Citroën patina no Brasil
A marca francesa Citroën, parte do grupo PSA, não vive o melhor de seus dias no Brasil. As vendas da montadora desceram a ladeira na crise dos últimos três anos, mas não subiram junto com o mercado em 2018. De janeiro a maio, os emplacamentos caíram 13,9%, com 7,4 mil unidades, enquanto as médias das rivais foi um aumento de 15,7%. Para tentar reagir, a marca anunciou que, até 2025, todos os modelos da marca terão uma versão elétrica.

Argentina Inflex a todo gás
O colapso na distribuição de combustíveis no país está turbinando a venda de kits de gás natural em automóveis e atraindo investimentos. A argentina Inflex Argentoil, maior fabricante de cilindros para GNV do mundo, estuda construir uma fábrica no Brasil para ajudar as plantas de San Luis e Córdoba, na Argentina, a atender ao aumento das encomendas, que subiram mais de 40% desde a greve. O presidente Julio Fracchia estará no Brasil em julho para analisar locais e incentivos tributários.    

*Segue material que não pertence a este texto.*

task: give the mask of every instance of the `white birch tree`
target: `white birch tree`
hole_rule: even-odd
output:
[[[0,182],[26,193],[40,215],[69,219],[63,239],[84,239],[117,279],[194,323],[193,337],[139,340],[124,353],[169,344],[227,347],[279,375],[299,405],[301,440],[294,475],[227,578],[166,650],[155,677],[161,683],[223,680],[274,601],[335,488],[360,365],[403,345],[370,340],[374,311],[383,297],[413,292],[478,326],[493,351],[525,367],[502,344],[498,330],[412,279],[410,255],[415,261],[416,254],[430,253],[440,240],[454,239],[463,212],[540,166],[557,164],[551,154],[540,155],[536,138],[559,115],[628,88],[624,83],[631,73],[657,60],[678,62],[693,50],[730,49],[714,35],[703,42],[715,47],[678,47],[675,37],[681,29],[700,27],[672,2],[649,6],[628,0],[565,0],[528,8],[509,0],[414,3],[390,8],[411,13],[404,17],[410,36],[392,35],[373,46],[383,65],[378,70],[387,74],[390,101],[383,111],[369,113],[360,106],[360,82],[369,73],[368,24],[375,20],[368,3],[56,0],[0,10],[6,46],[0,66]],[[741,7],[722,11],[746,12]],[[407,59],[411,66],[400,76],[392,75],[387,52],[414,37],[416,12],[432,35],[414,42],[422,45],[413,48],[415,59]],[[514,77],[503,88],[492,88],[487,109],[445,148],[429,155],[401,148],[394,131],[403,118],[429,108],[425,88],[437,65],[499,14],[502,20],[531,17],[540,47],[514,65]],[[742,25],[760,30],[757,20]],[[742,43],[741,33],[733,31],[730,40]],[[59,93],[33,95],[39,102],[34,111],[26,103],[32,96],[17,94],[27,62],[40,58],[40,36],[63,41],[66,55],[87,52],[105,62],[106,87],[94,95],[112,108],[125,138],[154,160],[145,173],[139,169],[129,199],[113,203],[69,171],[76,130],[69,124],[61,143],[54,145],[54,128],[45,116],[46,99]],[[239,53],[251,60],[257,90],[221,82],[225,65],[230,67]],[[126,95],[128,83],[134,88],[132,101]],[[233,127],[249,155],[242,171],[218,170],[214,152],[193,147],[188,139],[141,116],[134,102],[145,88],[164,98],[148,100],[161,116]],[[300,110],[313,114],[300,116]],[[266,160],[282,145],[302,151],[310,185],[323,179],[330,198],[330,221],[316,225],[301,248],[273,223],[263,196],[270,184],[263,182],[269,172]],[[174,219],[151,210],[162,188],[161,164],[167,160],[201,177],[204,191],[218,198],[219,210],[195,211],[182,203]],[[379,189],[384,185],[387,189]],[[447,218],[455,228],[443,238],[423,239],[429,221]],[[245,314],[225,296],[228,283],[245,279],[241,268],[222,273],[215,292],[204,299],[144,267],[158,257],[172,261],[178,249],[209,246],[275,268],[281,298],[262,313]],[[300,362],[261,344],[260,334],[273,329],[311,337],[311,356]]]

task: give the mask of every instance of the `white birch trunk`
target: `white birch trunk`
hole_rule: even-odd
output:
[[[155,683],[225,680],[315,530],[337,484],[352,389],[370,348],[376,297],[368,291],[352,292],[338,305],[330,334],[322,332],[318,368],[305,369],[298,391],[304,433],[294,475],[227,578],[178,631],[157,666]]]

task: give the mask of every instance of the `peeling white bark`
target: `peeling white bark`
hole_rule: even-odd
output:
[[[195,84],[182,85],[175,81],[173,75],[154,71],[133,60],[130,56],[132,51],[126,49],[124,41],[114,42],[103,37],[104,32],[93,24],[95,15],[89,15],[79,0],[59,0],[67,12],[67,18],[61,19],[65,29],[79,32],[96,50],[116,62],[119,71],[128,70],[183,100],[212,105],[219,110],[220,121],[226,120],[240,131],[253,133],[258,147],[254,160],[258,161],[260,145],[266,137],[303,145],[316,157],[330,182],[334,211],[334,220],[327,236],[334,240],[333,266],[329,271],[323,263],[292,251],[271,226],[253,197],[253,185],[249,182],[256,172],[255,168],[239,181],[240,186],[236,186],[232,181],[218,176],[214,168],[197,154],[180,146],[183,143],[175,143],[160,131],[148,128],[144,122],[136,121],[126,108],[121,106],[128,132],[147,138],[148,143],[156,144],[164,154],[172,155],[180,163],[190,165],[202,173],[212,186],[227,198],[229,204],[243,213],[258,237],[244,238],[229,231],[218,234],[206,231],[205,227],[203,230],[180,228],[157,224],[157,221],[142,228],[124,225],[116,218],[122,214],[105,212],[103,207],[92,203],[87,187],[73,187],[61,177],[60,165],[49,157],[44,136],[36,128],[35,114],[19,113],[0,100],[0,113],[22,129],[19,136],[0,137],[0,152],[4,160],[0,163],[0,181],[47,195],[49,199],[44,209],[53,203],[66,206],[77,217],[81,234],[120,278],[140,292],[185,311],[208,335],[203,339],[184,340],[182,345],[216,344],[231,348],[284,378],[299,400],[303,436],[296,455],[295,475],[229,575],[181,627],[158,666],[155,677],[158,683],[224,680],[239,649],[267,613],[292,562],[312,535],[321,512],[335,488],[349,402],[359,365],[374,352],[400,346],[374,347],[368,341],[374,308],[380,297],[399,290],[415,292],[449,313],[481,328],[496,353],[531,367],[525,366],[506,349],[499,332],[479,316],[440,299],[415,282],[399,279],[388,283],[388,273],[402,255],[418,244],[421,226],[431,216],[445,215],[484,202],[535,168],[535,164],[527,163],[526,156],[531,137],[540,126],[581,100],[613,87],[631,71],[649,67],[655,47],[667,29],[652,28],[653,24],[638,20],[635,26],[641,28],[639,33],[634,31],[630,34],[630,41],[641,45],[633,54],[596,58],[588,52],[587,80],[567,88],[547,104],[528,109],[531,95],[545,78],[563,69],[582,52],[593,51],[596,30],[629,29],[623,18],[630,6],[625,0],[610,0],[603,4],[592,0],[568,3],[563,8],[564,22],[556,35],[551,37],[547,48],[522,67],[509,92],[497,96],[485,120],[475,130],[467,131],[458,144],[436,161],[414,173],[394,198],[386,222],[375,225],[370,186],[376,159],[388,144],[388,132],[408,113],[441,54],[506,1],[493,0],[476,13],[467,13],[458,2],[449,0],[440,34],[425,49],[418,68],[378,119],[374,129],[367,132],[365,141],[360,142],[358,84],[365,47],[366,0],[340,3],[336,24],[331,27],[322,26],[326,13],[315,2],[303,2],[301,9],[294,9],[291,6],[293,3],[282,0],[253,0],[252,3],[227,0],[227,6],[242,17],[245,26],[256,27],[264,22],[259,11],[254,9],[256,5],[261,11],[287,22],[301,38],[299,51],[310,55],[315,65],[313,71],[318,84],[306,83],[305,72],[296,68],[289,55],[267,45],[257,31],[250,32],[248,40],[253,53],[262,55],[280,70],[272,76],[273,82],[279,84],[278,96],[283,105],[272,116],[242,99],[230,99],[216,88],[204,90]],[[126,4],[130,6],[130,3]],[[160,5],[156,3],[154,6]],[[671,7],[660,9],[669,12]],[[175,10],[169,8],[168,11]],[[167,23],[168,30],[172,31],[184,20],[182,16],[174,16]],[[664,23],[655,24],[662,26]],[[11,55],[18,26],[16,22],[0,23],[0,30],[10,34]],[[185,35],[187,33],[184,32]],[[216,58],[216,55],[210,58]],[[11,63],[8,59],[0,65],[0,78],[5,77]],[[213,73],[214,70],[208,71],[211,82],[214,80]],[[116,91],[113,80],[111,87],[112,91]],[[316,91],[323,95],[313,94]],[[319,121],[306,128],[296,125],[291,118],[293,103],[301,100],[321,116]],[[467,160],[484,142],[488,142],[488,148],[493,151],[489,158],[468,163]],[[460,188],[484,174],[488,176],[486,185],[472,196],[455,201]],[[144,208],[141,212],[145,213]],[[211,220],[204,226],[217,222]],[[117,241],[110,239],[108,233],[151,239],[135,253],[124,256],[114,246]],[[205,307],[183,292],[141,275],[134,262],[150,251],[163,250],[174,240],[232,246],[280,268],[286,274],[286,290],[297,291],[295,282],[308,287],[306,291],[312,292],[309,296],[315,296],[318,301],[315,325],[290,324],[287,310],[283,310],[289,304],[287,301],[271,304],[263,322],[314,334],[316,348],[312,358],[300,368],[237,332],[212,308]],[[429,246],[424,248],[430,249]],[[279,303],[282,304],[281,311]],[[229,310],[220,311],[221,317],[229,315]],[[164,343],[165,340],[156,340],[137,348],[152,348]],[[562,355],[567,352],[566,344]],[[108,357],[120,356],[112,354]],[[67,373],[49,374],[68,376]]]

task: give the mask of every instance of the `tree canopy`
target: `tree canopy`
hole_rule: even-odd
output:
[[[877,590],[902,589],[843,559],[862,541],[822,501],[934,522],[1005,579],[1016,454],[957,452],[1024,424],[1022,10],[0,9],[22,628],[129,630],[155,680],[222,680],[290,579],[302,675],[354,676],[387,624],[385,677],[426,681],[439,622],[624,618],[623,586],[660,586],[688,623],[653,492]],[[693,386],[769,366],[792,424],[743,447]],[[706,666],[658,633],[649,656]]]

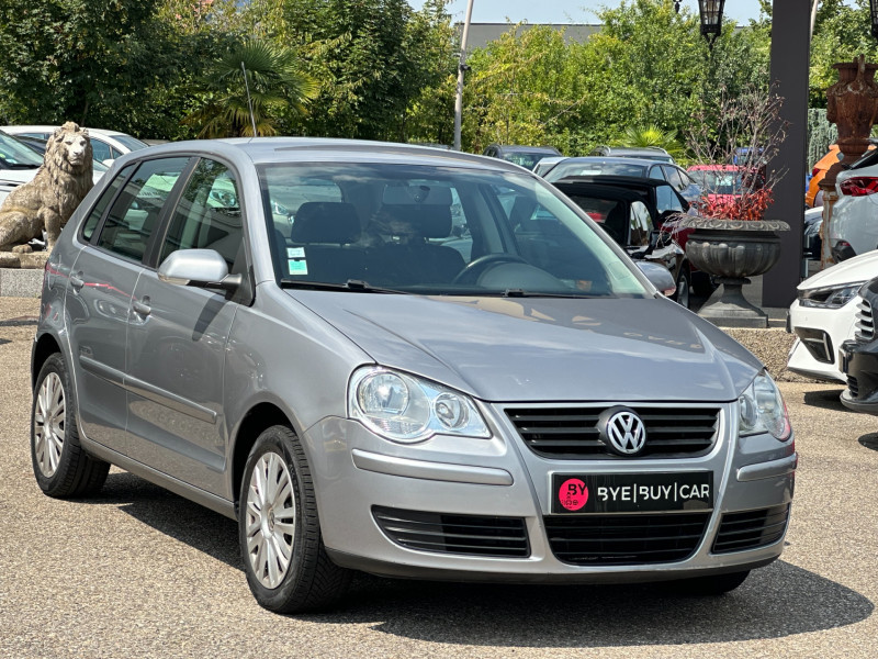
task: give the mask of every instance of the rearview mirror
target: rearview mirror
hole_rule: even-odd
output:
[[[178,249],[161,264],[158,278],[177,286],[229,292],[244,281],[240,275],[228,273],[226,260],[213,249]]]
[[[664,297],[669,298],[677,291],[677,284],[671,271],[664,266],[653,264],[650,261],[635,261],[640,271],[646,276],[650,283],[653,284],[658,292]]]

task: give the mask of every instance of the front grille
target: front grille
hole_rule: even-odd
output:
[[[598,416],[607,407],[507,407],[506,414],[538,456],[562,460],[618,458],[607,450],[597,429]],[[646,444],[637,458],[690,458],[708,453],[716,442],[717,407],[631,409],[646,426]]]
[[[449,515],[372,506],[391,540],[408,549],[437,554],[527,558],[528,534],[521,517]]]
[[[833,362],[832,339],[822,330],[811,330],[810,327],[796,327],[796,336],[802,345],[811,353],[811,357],[822,364]]]
[[[713,554],[730,554],[774,545],[784,537],[789,504],[745,513],[725,513],[713,540]]]
[[[875,338],[875,321],[871,317],[871,304],[869,304],[868,300],[859,301],[859,304],[857,304],[856,317],[856,334],[854,336],[859,342],[870,342]]]
[[[684,560],[701,543],[710,513],[551,515],[543,517],[558,560],[629,566]]]

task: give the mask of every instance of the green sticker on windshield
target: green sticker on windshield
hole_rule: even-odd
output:
[[[291,258],[286,261],[286,267],[290,268],[290,275],[307,275],[308,261],[304,258]]]

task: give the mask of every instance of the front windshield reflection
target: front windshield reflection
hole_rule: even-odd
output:
[[[282,286],[443,295],[649,294],[575,206],[531,176],[273,164],[260,167],[260,179]]]

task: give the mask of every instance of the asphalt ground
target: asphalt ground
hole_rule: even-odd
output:
[[[362,576],[344,608],[283,617],[250,596],[230,520],[117,469],[93,499],[41,493],[34,326],[4,322],[37,304],[0,299],[2,658],[878,656],[878,420],[840,387],[780,384],[800,453],[788,545],[733,593]]]

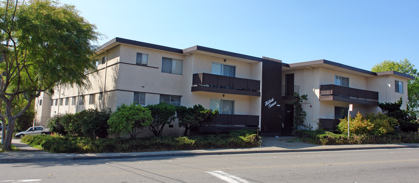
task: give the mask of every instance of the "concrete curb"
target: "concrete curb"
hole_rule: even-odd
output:
[[[159,158],[168,157],[181,157],[207,155],[237,155],[244,154],[271,153],[292,152],[315,152],[320,151],[338,151],[353,150],[366,150],[377,149],[391,149],[419,148],[419,145],[402,145],[394,146],[371,146],[366,147],[348,147],[343,148],[311,149],[310,147],[305,149],[277,149],[259,150],[241,150],[240,149],[219,149],[217,151],[193,152],[190,151],[163,151],[158,152],[132,152],[127,153],[101,153],[96,154],[75,154],[72,157],[55,157],[44,158],[2,158],[0,162],[31,162],[54,161],[72,161],[83,160],[117,160],[134,158]]]

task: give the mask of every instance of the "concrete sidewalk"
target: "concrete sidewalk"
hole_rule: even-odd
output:
[[[308,152],[347,150],[419,148],[419,144],[319,145],[296,142],[295,137],[262,137],[261,146],[243,149],[222,149],[155,152],[98,154],[50,153],[32,147],[13,138],[12,144],[22,151],[0,152],[0,162],[38,162],[88,160],[178,157],[204,155],[272,152]]]

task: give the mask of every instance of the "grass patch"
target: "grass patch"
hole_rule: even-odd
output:
[[[16,147],[15,147],[15,146],[13,145],[13,144],[12,144],[12,150],[11,150],[10,151],[6,151],[5,150],[3,150],[3,144],[2,144],[2,143],[0,143],[0,147],[2,147],[1,148],[0,148],[0,152],[7,152],[8,151],[21,151],[21,149],[16,148]]]
[[[65,137],[58,135],[26,135],[21,142],[49,152],[98,153],[240,148],[260,145],[257,131],[233,130],[229,134],[203,137],[152,137],[127,139]]]
[[[300,130],[295,134],[301,141],[321,145],[419,143],[419,133],[394,131],[387,134],[368,135],[336,134],[322,130]]]

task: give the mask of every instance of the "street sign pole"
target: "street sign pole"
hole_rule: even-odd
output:
[[[349,138],[349,112],[352,111],[352,104],[349,104],[349,109],[348,110],[348,138]]]

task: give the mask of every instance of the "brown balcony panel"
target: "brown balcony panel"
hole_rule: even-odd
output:
[[[192,75],[191,91],[260,96],[260,81],[199,73]]]
[[[243,128],[257,129],[259,126],[259,116],[219,114],[214,121],[200,126],[199,131],[228,131]]]
[[[337,129],[336,126],[339,124],[340,121],[339,119],[320,119],[319,122],[323,129],[335,130]]]
[[[378,105],[378,93],[335,85],[320,86],[320,101],[340,101],[362,104]]]

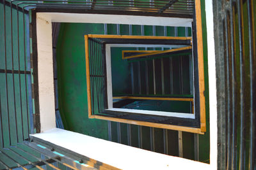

Zurita vai lançar cachaça de R$ 170
O ex-presidente da Nestlé no Brasil, Ivan Zurita (foto), vai relançar neste mês a marca Cachação do Barão, cachaça com garrafas que custam até R$ 170. Aposentado desde 2012, Zurita foi responsável por multiplicar por quatro o faturamento da Nestlé, mas saiu da empresa sob a acusação de ter utilizado o cargo para beneficiar seus negócios privados, como a AgroZurita. Agora ele retorna ao mundo dos negócios com a produção de cachaça na Fazenda Santa Cruz, em Araras (SP).

RAPIDINHAS

-As poucas indústrias que operam em Roraima ameaçam deixar o estado caso o governo federal não tome providências para resolver o problema dos refugiados da Venezuela. Um executivo do Grupo Parima, o maior distribuidor do estado, diz que a situação é desesperadora.
 
-Segundo ele, a disparada dos índices de violência e o aumento dos casos de invasão de estabelecimentos estão aumentando os custos de produção e inviabilizando novos investimentos. Estima-se que mais de 60 mil venezuelanos, sem emprego e teto, vivam em Roraima.
 
-O grupo hoteleiro espanhol Iberostar Hotels & Resorts vai ampliar sua presença no mercado brasileiro. A companhia, que opera um resort na Praia do Forte, na Bahia, está em busca de oportunidades no Nordeste. A empresa acredita que a indústria do turismo irá se multiplicar nos próximos anos, especialmente com as novas rotas entre a Europa e o Brasil.
 
-A plataforma de investimentos on-line Órama e o buscador de taxas Yubb aproveitaram a Copa para divulgar suas marcas. As duas empresas lançaram um bolão on-line e gratuito, que dará ao vencedor um investimento no valor de R$ 2 mil. “Queremos levar a paixão pelo futebol a um novo patamar: o da educação financeira”, diz Bernardo Pascowitch, fundador e CEO do Yubb.